This release includes many under-the-cover enhancements, too. Version 8.5 includes autodiscovery of warehouse schema and some of the business glossary information from existing systems. High availability via clustering and fail-over mechanisms is available in both production and development environments. The release also provides scalability and load balancing at the domain and database tiers for development teams. Parallel processing of XML data provides another area of performance improvements.
I was impressed to learn that IBM has created a shared transaction context from change-data capture all the way through the date integration and data quality stages so you can insure integrity and recoverability of the movement of data through the system. And support for third-party source-code control systems is available via the SCCS standard.
If your organization uses data in multiple languages, you can now apply data-quality rules to more locales, including Argentina, Brazil, Chile, Peru, Mexico, the Netherlands, India, Traditional Chinese and Japanese Kana.
In its data warehouse portfolio, IBM announced InfoSphere Warehouse enhancements, a new Warehouse Pack and extensions to its Smart Analytics Systems. Optim Performance Manager and IBM Mashup Center are now bundled with InfoSphere Warehouse. In addition, SAS functions can execute inside the DB2 database engine. SAS has been making efforts to partner with other data warehouse vendors to provide similar capabilities. It makes for interesting bedfellows in that IBM owns SPSS, which competes with SAS, but the collaboration is good for joint SAS/IBM customers because it minimizes the need to move data around in order to perform advanced analytics.
IBM also added a third Warehouse Pack to its offerings. Supply Chain Insight comes with a predefined data model and 20 Cognos reports designed to perform analyses across vendor performance, inventory and distribution aspects of the supply chain process. Supply chain analytics are generally well understood, as my colleague noted, so a packaged offering can automate and speed the process of implementation, but you should expect additional work to be required. IBM describes these analyses as “examples” of the types of analyses you would perform and provides customization guidelines.
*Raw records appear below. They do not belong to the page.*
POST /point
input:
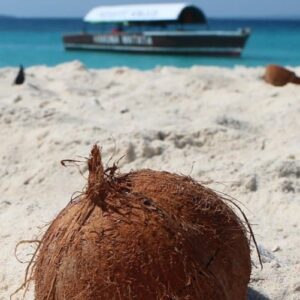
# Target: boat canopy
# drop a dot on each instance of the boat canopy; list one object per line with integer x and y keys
{"x": 145, "y": 13}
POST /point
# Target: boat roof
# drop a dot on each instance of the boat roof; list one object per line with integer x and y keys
{"x": 155, "y": 12}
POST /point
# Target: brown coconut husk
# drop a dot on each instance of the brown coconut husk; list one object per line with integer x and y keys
{"x": 280, "y": 76}
{"x": 142, "y": 235}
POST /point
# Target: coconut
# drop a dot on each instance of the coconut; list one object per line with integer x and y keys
{"x": 143, "y": 235}
{"x": 280, "y": 76}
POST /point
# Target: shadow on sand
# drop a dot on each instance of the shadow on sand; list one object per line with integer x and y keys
{"x": 255, "y": 295}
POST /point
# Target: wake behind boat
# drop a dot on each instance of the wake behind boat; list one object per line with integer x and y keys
{"x": 178, "y": 28}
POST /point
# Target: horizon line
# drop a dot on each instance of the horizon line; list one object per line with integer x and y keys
{"x": 267, "y": 17}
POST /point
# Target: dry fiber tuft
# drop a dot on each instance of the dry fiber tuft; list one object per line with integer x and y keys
{"x": 143, "y": 235}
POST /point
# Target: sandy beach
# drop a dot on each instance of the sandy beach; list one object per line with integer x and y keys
{"x": 225, "y": 127}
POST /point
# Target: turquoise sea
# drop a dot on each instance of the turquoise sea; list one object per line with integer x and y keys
{"x": 38, "y": 41}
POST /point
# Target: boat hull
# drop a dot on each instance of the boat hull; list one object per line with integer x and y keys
{"x": 215, "y": 43}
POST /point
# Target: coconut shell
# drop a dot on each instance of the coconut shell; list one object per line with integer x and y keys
{"x": 143, "y": 235}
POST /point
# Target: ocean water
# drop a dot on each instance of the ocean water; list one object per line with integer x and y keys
{"x": 39, "y": 41}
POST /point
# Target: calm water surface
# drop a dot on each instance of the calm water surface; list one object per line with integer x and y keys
{"x": 39, "y": 41}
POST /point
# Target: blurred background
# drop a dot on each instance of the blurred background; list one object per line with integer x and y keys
{"x": 31, "y": 34}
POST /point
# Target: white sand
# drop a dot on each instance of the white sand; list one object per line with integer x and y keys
{"x": 225, "y": 127}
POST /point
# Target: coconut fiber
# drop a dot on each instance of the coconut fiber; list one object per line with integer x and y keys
{"x": 144, "y": 235}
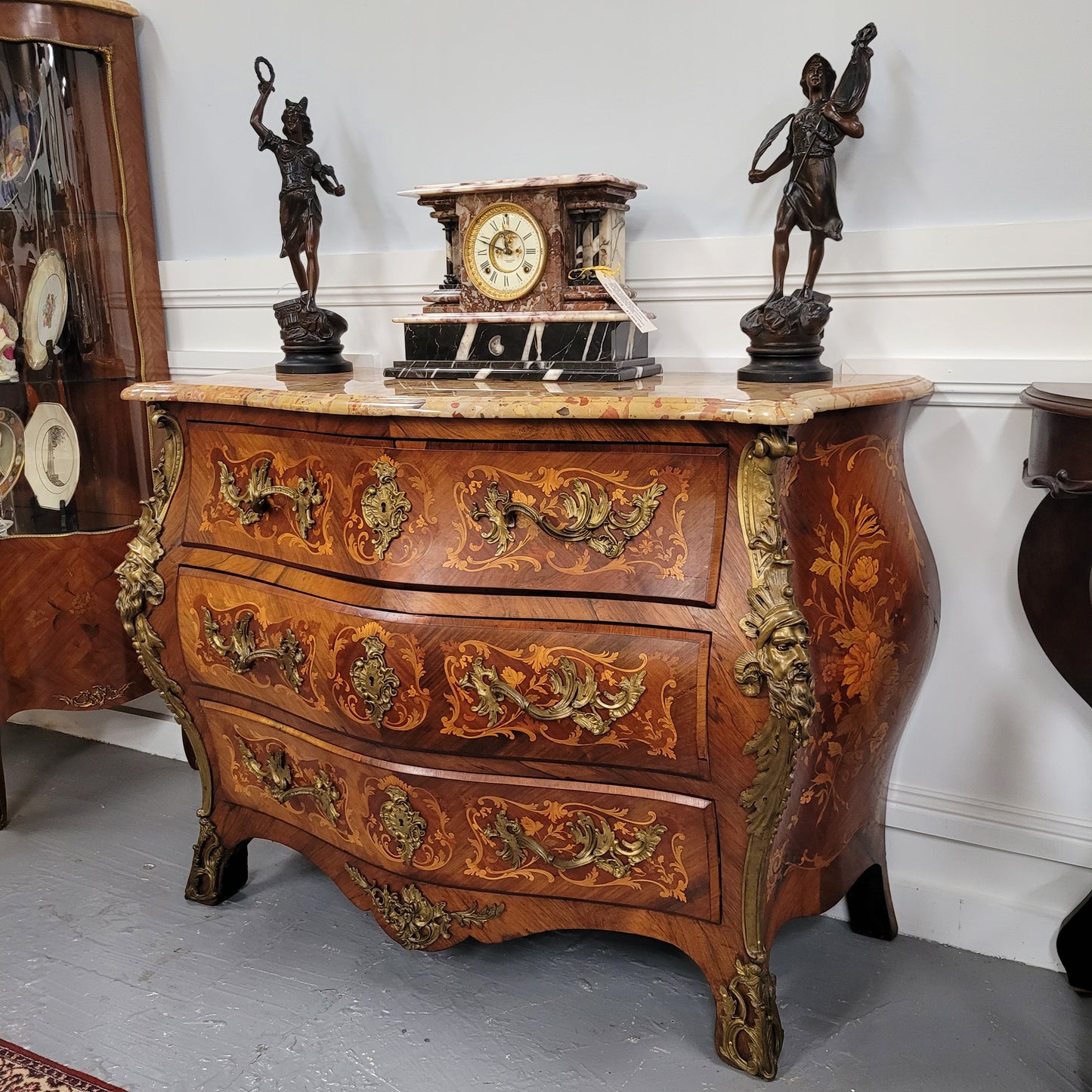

Announced in April, IBM’s data warehouse appliance offering, Smart Analytics, has been extended with three new systems. Two systems based on x86 architectures have been added to the lower end of the product family, and a system using IBM’s Power technology has been added, including a version with solid-state storage. The result is a product line that is nearly as broad as Teradata’s but much less unified. It will be interesting to see how the Netezza acquisition will affect these appliance offerings, assuming the deal is completed. I would expect the Netezza products to play a prominent role in future Smart Analytics offerings, so we suggest caution with respect to purchasing the existing products.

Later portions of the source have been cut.